5.2. Univariate and Multivariate Time-Series Comparison
Both univariate and multivariate time-series models demonstrated decent results in predicting streamflow of 24 months lead-time. This subsection aims to compare the performances in univariate and multivariate cases of all ML models. In other words, the purpose of this experiment is to discern potential improvements in predictions while considering meteorological components of the Upper Colorado River Basin along with the past streamflow. We hypothesize that the monthly temperature and precipitation of the Upper Colorado River Basin may affect the streamflow in the Colorado river, in particular the Lees Ferry site. In this subsection, we experimentally validate that hypothesis.
Figure 14 shows the RMSE distributions of all 50 trials for both univariate and multivariate time-series models. Multivariate time-series RFR shows improvement in the RMSE plot by reducing the error. Consequently, we conclude that considering the temperature and precipitation of the Upper Colorado River Basin minimizes the error in the prediction of streamflow using RFR. Likewise, LSTM has less RMSE in its multivariate time-series model than its univariate counterpart.
SARIMAX shows improvement in the multivariate case. However, it shows a high variance in the multivariate model, which implies that there are unacceptable predictions in some of the trials. On the other hand, multivariate PROPHET does not reduce the RMSEs. We also observe that the multivariate time-series PROPHET reduced the variance in predictions compared to the univariate model.
R-squared values of multivariate RFR show significant progress compared with the univariate case, as shown in
Figure 15. Analyzing both RMSE and R-squared figures reveals that multivariate RFR precisely predicts and accurately approximates the ground truth in most trials.
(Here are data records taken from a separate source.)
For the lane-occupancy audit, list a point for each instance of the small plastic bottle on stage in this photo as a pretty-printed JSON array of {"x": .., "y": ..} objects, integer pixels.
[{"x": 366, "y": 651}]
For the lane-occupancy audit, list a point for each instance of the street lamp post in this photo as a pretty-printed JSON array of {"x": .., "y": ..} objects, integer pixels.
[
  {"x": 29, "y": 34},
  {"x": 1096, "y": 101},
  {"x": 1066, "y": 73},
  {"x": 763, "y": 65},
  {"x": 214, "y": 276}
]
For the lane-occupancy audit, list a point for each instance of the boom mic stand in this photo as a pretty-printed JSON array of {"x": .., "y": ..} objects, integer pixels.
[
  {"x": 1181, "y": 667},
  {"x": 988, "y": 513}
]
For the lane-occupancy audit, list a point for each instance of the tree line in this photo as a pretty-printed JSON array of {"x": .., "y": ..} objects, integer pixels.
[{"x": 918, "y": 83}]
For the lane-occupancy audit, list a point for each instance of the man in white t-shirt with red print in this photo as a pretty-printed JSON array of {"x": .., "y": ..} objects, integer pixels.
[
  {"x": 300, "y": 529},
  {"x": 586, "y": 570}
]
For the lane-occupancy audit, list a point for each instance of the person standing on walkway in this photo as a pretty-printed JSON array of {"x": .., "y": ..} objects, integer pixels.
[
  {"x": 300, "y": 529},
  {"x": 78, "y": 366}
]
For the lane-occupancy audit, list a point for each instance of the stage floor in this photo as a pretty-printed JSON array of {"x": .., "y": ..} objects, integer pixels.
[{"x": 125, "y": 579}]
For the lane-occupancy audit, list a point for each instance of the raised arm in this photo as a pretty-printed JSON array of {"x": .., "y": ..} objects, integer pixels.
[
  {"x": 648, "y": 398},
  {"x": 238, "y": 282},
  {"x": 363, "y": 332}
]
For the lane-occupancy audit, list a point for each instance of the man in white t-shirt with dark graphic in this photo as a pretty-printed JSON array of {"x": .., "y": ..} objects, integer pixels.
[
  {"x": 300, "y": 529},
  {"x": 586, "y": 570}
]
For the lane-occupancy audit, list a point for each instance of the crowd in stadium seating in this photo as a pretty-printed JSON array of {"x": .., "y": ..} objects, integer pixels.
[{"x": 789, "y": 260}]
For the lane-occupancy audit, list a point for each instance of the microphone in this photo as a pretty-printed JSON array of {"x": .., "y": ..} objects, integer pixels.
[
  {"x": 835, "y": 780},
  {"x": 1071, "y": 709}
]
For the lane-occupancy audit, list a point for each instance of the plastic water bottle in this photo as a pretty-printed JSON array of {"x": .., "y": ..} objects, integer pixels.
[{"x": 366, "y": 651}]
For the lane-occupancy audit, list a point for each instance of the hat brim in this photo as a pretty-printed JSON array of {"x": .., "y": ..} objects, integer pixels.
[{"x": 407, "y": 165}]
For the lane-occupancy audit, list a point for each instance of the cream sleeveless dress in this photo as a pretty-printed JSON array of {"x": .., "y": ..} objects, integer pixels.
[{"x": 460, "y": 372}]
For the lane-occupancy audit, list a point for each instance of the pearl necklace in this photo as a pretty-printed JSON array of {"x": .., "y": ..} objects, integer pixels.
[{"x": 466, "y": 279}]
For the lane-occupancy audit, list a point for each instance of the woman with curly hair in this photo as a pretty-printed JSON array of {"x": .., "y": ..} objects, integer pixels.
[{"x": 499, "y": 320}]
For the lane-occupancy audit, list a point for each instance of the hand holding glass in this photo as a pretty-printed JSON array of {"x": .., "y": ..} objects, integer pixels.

However, the multivariate predictions have high variance, i.e., the predictions in some trials are not as satisfactory as the univariate case.
Multivariate LSTM achieved a higher R-squared since the median of its box plot is higher than the univariate case. Therefore, including temperature and precipitation as extra features increased R-squared in LSTM, i.e., the predictions in most trials follow the observed streamflow more precisely.
Multivariate SARIMA (SARIMAX) outperformed univariate SARIMA in terms of the R-squared metric, as shown in
Figure 15. However, SARIMAX shows a higher variance of R-squared. Eventually, multivariate PROPHET shows a slight improvement in R-squared, meaning adding temperature and precipitation did not help achieve significantly higher R-squared. However, the RMSE was greatly reduced in its multivariate case.
The difference between forecasts and actual values can be informative to evaluate the models, and to observe the closeness of the predictions and observations.
Figure 16 demonstrates the differences between forecasts and actual values in all test datasets for univariate and multivariate models. RFR shows lower differences (close to the center) for most of the months. As
Figure 16 illustrates, RFR and SARIMA achieved the best results since the differences between predictions and observations are prone to zero. The
x-axis represents the months that we aimed to predict. We repeated 24-month predictions 50 times over the test dataset. Therefore, the plots illustrate the deviation of 1200 months of predictions from the observations. We set a reasonable threshold of 2.1 mm for observing the differences between forecasts and observations. This threshold is considered based on average streamflow and it provides us with a fair comparison between the points. The shaded area covers the difference of 2.1 mm per month. The points that lie in this area are considered acceptable predictions since the deviation between observation and forecast is less than 2.1 mm per month.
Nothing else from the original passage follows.